The pocket of the glove is pointing down towards the ground and facing where the ball will be coming from. By having it facing down, it not only has a better chance of the ball going into the pocket but it also prevents the ball from popping up and hitting the player in the chin. It is important to really keep it open until the ball is securely in the glove. Many players new to softball fielding will begin closing the glove before the ball gets there and then it bounces off of it and away from the fielder. The throwing hand is to the side of the glove with the pinkie almost touching outside the pinkie side of the glove and ready to close it as soon as the ball is fielded. If there is a play to be made afterwards, then the throwing hand is there for the transition. This is where the throwing transition is important and needs to be done correctly to get a good throw after the ball is in the glove. Some coaches will teach fielders to field the ball more towards the heel of the glove to facilitate the transition. I think this is a great tool but I think players need to be able to get the ball in their glove first.

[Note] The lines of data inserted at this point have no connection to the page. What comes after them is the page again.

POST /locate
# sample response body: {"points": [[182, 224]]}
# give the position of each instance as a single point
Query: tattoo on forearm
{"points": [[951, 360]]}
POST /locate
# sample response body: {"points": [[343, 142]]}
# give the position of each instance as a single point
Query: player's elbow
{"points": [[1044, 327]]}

After she is good at it, she can practice more advanced techniques.
Infield Ready Position: She is lower to the ground because the ball is coming faster and not always directly at her. This ready position allows her to get to the ball quickly and to move quickly in either direction if she needs to. The transition to throwing for an infielder will often be the difference between a safe and an out so timing is important.

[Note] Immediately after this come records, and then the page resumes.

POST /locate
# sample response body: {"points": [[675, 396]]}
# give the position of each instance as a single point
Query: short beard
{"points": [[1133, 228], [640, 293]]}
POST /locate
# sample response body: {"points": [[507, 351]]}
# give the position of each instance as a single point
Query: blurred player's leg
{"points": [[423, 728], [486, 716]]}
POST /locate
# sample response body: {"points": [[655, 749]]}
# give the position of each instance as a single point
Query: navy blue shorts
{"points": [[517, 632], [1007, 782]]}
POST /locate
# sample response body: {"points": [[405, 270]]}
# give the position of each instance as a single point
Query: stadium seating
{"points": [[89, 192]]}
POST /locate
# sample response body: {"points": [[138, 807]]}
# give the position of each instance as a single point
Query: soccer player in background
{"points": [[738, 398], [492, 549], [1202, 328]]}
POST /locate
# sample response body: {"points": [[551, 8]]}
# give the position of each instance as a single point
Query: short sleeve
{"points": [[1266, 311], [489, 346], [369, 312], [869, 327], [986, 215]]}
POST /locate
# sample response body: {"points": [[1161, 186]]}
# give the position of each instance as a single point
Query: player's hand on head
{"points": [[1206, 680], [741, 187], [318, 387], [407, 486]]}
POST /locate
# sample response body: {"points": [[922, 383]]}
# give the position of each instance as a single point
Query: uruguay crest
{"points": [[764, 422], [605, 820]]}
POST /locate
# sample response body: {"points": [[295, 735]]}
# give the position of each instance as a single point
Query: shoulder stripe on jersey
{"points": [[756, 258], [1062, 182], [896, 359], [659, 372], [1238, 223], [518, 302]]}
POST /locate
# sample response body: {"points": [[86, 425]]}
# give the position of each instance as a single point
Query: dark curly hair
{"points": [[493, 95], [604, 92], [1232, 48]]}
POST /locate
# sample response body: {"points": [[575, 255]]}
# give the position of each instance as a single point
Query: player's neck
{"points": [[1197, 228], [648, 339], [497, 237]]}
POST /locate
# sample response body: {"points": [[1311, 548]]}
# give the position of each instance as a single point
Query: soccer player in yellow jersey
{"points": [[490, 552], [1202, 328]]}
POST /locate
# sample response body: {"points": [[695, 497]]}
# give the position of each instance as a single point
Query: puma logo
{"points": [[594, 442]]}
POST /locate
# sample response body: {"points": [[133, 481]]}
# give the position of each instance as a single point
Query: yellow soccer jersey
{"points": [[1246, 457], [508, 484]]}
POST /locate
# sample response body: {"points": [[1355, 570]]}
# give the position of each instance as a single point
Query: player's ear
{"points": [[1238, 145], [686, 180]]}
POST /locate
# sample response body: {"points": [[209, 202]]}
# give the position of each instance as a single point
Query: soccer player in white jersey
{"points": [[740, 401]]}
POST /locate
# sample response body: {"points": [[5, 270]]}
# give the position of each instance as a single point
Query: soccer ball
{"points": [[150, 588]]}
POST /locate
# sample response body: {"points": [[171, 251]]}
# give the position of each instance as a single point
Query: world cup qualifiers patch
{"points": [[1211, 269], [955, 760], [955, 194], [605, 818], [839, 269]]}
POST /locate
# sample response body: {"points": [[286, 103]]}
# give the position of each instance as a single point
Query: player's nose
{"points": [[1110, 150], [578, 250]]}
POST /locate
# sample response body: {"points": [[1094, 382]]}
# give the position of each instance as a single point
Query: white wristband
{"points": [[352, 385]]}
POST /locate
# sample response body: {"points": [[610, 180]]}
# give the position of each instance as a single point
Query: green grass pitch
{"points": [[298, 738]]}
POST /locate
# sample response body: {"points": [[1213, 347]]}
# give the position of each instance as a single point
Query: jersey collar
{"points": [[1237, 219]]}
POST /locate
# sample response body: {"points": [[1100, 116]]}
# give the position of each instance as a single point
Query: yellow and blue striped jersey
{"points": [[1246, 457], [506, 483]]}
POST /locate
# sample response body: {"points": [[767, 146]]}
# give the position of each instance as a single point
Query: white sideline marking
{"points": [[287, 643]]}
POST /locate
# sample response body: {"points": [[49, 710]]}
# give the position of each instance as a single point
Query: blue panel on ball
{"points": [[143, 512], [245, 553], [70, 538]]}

Outfielder Ready Position: Outfielders generally have more time to get to a ground ball than infielders so their ready position is more upright. One of the biggest difficulties especially in the beginning levels, is to keep them engaged. They begin watching the game (or another field) because there is not as much action for them. This is one of the reasons why backup is so important. Not only does it prevent unforced errors on balls past the infielders but it also keeps them in the game and aware of what is going on. Many outfielders don’t realize that if they are on their toes, they can get outs by quickly getting those balls that get past the infielders. I have gotten outs at first base as a center fielder because I was right behind second base by the time the ball got there to make the play. It feels great.
Anticipating The Path
Knowing the history of the batter can give the team great information on the tendencies. If she is a pull hitter, the left side of the defense will likely be more ready for the ball if they remember where she hits. Another tip is the way that the batter does her warm up swing. I have correctly predicted the path of the ball countless times simply by watching the angle of the bat as it crosses the plate or what would be the plate on the warm up swings. I would even watch games and say either in my head or to whoever I was watching with, where the ball was going to go.

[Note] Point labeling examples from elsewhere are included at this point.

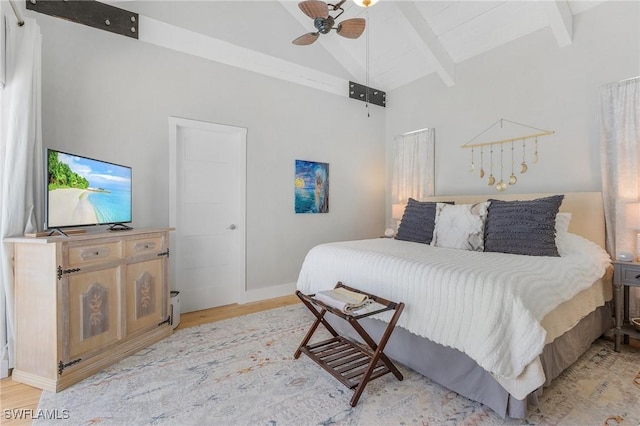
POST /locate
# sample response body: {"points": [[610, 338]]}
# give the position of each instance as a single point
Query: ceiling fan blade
{"points": [[351, 28], [314, 9], [306, 39]]}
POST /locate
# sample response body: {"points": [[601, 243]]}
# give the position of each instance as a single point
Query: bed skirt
{"points": [[459, 373]]}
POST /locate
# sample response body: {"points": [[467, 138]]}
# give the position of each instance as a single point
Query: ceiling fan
{"points": [[319, 12]]}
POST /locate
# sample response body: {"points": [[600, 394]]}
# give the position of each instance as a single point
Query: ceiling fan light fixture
{"points": [[365, 3]]}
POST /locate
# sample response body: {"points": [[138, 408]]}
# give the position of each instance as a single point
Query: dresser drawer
{"points": [[630, 275], [153, 244], [95, 253]]}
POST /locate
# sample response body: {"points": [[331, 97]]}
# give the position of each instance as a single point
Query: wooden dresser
{"points": [[85, 301]]}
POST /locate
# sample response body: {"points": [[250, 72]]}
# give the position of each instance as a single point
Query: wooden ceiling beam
{"points": [[560, 21], [434, 50]]}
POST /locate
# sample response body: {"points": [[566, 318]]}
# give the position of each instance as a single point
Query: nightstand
{"points": [[625, 275]]}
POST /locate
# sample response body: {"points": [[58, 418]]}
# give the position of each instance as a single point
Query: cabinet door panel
{"points": [[94, 314], [145, 294]]}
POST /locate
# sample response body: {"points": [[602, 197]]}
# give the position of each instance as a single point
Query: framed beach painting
{"points": [[311, 187]]}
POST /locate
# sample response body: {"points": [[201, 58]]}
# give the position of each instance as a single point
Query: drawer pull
{"points": [[145, 246], [92, 254]]}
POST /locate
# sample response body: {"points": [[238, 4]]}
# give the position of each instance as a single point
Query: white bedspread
{"points": [[487, 305]]}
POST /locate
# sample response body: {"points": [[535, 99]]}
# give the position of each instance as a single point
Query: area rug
{"points": [[242, 372]]}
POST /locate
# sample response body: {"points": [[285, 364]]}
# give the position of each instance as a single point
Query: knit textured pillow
{"points": [[523, 227], [417, 222]]}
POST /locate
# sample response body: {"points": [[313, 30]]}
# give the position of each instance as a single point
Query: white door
{"points": [[207, 210]]}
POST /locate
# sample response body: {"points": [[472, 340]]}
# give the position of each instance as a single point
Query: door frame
{"points": [[175, 123]]}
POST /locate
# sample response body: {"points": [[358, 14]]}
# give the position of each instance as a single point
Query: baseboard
{"points": [[269, 292]]}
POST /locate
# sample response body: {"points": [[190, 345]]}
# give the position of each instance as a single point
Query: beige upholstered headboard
{"points": [[586, 208]]}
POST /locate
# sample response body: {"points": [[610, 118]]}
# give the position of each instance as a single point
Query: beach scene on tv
{"points": [[83, 191]]}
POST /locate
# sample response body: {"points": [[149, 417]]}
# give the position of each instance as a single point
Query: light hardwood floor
{"points": [[18, 399]]}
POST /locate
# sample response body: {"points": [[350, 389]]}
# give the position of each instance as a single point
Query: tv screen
{"points": [[84, 191]]}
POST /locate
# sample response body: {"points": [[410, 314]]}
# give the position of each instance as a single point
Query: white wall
{"points": [[109, 97], [532, 81]]}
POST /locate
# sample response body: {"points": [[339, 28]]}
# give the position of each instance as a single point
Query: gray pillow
{"points": [[417, 222], [523, 227]]}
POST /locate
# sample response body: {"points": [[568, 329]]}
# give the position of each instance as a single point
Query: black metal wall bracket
{"points": [[91, 13], [367, 94]]}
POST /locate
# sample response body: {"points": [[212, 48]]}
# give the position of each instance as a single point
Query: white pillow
{"points": [[562, 223], [460, 226]]}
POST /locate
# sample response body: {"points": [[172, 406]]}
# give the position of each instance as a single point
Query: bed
{"points": [[495, 326]]}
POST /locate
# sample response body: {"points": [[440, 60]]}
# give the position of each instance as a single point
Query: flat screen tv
{"points": [[82, 191]]}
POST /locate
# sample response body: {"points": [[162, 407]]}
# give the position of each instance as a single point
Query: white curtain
{"points": [[413, 166], [21, 158], [620, 156]]}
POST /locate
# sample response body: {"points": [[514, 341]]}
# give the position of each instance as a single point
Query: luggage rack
{"points": [[352, 364]]}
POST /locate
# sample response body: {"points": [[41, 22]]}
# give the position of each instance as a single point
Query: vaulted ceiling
{"points": [[406, 40]]}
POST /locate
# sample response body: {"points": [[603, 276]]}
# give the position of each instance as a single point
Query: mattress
{"points": [[499, 310]]}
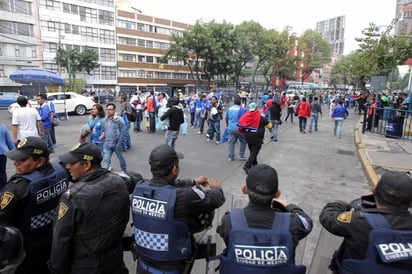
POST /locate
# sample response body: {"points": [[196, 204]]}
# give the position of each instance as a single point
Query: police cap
{"points": [[262, 179], [82, 151], [29, 146]]}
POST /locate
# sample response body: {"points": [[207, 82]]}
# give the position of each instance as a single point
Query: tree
{"points": [[75, 61], [316, 52]]}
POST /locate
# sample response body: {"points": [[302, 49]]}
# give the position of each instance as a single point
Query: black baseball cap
{"points": [[395, 188], [262, 179], [29, 146], [82, 151], [163, 157]]}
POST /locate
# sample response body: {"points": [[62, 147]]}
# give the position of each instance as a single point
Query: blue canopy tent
{"points": [[38, 77]]}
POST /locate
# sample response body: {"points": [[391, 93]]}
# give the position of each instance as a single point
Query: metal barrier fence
{"points": [[392, 123]]}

When the game gets to the level where there are more pitches being thrown and the batters are better at placing the ball, the predictions get harder. It will depend on the batters experience and ability to direct the ball as well. If she is a great hitter, you might have a more difficult time predicting the path of the ball.
The type of pitch being thrown will also give an indication of the path. Depending of course on the abilities of the pitcher to throw the type of pitch being called. For example, a rise ball will more likely be hit into the air while a drop ball will be hit on the ground. An inside pitch will be hit to the inside of the plate path and an outside pitch will be hit to the outside of the plate side. I am using the plate as the marker because it depends of course if the batter is hitting on the left or right side.
Fielding The Ball
The success of softball fielding and then out to where it needs to go will depend on the previous steps. Getting a good jump on the ball needs to be under control though or they could over run it. Outfielders of course might go a further distance and more forward than to the side. Infielders will often be moving to the side to field it so their reactions need to be quick. Keeping the eyes on the ball until it is in the glove is critical. Often players will close their eyes as the ball is getting to them and they will lose it. Then the task is either to keep the ball in the glove to stop the play or get the ball to a base or another fielder as part of the next play.
I mentioned backing up as an important part of the game. Fielding the ball when backing up is like fielding it when it is hit. The only difference is that most times it will not be moving as fast most of the time.